The APO Symmar version is quite expensive, but I frankly doubt that the APO Symmar version is much optically better than the bare Symmar S version. LF lenses were APO before APO commercial letering was stamped in the lenses, for example the APO Sironar N was mostly the same design than the non APO stamped, with time the "APO" version received some minor incremental refinements that made them slightly better in average, but sure many Non APO stamped Sironar N lenses are better than many APO stamped, as in production some variability happens in the peak performance, anyway this is very, very dificult to be noticed in practice.
Sironars and others may have a shim to adjust the inter-cell optimal distance for each particular lens. With used lenses it may happen that those shims are lost or wrong ones are in place, some sellers around may assembele a lens from to broken lenses, not the general case but it may happen.
An important factor is shutter, take one that it is in shape, and ideally get a (cheap) shutter tester to check speeds, in special if you are to shot slides.
If you can find a Caltar IIN, it will be the exact lens one of the big guys make (Rodenstock) -- just rebranded. That will save you a few bucks...my 4x5 lens is a Caltar IIN 150/5.6.

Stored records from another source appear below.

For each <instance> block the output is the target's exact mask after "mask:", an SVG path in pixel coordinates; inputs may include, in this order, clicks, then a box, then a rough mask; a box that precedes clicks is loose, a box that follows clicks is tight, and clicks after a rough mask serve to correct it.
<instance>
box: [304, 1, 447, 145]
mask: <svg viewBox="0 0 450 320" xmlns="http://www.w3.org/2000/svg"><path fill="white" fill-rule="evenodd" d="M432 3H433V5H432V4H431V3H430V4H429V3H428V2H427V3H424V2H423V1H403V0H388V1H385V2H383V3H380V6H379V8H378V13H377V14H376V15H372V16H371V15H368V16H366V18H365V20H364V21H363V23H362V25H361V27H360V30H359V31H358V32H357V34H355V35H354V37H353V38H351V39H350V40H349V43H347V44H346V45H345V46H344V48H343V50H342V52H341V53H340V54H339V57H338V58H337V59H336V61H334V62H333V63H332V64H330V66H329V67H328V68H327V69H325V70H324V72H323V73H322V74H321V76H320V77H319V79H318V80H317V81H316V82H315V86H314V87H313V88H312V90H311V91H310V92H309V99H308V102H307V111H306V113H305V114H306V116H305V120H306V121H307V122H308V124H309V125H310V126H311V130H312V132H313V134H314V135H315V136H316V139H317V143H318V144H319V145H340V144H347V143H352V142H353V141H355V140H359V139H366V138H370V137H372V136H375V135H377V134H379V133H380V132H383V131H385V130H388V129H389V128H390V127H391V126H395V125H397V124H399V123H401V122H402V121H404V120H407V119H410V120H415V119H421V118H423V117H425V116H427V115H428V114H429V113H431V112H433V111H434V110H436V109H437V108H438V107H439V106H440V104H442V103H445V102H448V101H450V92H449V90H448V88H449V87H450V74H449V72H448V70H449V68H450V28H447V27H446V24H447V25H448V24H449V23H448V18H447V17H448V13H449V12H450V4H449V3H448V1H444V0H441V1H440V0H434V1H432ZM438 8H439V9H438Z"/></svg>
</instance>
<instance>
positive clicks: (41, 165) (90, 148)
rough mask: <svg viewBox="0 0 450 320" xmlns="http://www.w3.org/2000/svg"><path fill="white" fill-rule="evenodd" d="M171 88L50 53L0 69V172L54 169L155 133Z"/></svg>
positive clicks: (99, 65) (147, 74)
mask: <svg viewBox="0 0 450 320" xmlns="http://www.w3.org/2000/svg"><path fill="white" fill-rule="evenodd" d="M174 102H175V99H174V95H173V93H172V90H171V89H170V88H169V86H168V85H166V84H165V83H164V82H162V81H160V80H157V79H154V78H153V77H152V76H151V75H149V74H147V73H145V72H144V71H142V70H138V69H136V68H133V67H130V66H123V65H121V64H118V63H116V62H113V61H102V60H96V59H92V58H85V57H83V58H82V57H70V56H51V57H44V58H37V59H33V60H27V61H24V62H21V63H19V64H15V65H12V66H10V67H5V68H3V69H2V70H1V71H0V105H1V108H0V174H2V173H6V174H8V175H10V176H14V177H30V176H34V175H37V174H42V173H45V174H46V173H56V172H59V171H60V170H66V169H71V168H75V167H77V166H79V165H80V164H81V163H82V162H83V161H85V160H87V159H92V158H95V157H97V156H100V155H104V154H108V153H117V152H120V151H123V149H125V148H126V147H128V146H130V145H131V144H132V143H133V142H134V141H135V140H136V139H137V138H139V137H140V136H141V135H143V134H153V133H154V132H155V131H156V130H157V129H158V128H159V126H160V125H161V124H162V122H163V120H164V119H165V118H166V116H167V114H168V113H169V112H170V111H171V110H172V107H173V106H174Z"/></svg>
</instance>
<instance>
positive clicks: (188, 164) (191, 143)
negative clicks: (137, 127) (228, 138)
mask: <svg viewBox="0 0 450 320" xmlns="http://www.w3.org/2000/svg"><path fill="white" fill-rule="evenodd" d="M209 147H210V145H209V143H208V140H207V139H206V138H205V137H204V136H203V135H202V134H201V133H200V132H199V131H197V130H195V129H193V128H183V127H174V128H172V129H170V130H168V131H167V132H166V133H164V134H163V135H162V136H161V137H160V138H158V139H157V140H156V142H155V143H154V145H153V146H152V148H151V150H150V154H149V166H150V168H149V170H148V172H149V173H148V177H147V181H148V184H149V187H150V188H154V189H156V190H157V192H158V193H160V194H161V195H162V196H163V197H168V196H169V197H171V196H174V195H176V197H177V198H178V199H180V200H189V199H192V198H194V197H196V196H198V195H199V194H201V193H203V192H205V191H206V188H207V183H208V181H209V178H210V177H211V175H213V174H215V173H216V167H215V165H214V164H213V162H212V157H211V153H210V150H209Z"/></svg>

A Caltar can be perfect, but lenses were eveluated before shipped to a commercial destination. A question is if different crops of different quality were stamped differently, Technika and Sinar stamped glass passed additional QC of suposed higher standards, and it's quite difficult to find a Technika stamped dog glass. Caltar stamped glass had better discounts than Rodenstock or the german camera stamps... some difference may be there... Who knows?
Still, IMO it would be hard to see the difference outside an optical lab.